I have in my downloads directory a large collection of SSRN papers going back years saying the same thing.
In a way, momentum investors are riding the coattails of the investors who dig into financials.
No. of Recommendations: 9
In a way, momentum investors are riding the coattails of the investors who dig into financials.
I think the "disposition effect" has some good explanatory power for why momentum works as well as it does, and continues to do so.
You buy something for $100 a share. Market price drops to around $80 for a long time. You're depressed. Good news comes out, meaning the stock is worth a lot more than it previously seemed. Let's say for the sake of argument that the new true value is $130, but of course there is no billboard that says that.
The market price starts rising on the news, and you sell not far above $100 because you anchored on what you paid and are suddenly in a profit after a long time with red ink, and "nobody ever went broke making a profit". This sale (yours and those of many others) has a short term dampening effect on the price so it doesn't rise to its true new fair value of around $130 until time and aggregate trading volume have swamped all those sales by people who were waiting to break even.
So, from the date of the good news till the date that the last of the anchoring sellers has sold, the price is on an upwards trend and momentum works.
This is definitely a real effect, provided you think there exist at least some people who are hesitant to sell at a loss but more willing to sell for a small gain, which seems very likely. We all do it, I suspect.

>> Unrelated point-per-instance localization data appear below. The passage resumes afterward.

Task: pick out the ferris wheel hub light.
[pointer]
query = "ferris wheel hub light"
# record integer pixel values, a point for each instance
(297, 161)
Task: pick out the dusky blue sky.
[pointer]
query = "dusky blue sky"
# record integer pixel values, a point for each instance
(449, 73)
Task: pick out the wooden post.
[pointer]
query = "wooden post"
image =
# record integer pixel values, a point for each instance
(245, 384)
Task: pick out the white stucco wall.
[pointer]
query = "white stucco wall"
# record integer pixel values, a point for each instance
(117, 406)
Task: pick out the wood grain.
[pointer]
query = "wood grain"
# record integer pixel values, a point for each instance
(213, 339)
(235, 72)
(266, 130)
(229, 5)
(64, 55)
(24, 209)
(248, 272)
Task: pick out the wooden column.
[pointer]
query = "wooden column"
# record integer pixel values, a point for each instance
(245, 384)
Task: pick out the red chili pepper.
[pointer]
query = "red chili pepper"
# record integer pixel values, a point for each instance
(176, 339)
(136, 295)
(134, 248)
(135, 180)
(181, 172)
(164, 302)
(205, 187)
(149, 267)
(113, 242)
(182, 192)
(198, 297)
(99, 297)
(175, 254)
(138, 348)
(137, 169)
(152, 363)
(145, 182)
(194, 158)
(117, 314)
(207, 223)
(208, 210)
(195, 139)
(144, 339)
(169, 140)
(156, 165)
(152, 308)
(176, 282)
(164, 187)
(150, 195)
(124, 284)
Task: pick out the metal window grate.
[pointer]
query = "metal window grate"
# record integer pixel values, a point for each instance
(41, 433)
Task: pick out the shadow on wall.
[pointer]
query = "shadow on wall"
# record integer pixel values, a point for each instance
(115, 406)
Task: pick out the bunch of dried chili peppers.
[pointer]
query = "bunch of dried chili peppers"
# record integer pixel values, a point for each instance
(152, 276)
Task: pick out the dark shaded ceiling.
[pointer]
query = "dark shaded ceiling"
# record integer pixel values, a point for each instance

To the extent that this is a real effect, it makes predictions. For example, the number of such people is a function of both daily turnover and the length of time that the stock was lower than the current one. In essence, the turnover-weighted integral of the past prices is an estimate of the weighted average trader's (not long term holders') breakeven. The current market price is repelled by that average breakeven number, which shows up as momentum working.